Google approaches edge cases as protocol and governance problems. A2A, AP2, Agent Cards, cryptographic Mandates — the safety properties are built into the communication standards rather than into individual model behavior. This scales well across heterogeneous systems and vendors, but shifts the responsibility for correct implementation to developers building on the protocol.

None of these philosophies is wrong. The question is which one matches your production context. If you're building a single-vendor agentic system with deep Anthropic integration, their architectural approach gives you the most leverage. If you're orchestrating agents across vendors and platforms, Google's protocol-level approach is where the real safety properties live. If you're a developer working with limited access to model internals, OpenAI's policy-first approach is the most immediately actionable.

What This Means for Engineers Building Today

The MIT AI Agent Index 2025 found that of the 13 agents exhibiting frontier autonomy levels, only 4 disclosed any agentic safety evaluations. 25 out of 30 agents disclosed no internal safety results. The accountability gap between capability disclosure and safety disclosure is wide — and it's getting wider as autonomy levels rise.

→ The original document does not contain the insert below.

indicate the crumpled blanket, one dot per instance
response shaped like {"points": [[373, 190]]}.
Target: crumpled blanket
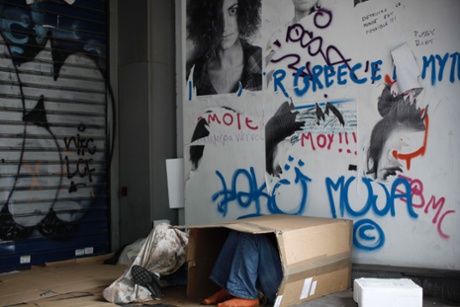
{"points": [[163, 252]]}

As engineers, the practical implication is this: don't assume the platform handles the edge cases you haven't tested. The OpenClaw benchmark — which drops agents into unscripted scenarios with ambiguous instructions and irreversible actions — found that top-performing models from all three providers failed regularly when tested under realistic conditions rather than favorable ones. One failure in five isn't an edge case. It's a design constraint.

The patterns that work in production, across all three providers, come back to the same set of principles: verify before acting, build explicit escalation paths for ambiguity, treat sub-agents as untrusted until proven otherwise, and design for graceful failure rather than assumed success.

These aren't new principles. They're software engineering fundamentals, applied to a new class of system. The difference is that when an agentic system fails, the blast radius is larger — and often irreversible. That's the edge case the whole industry is still learning to handle.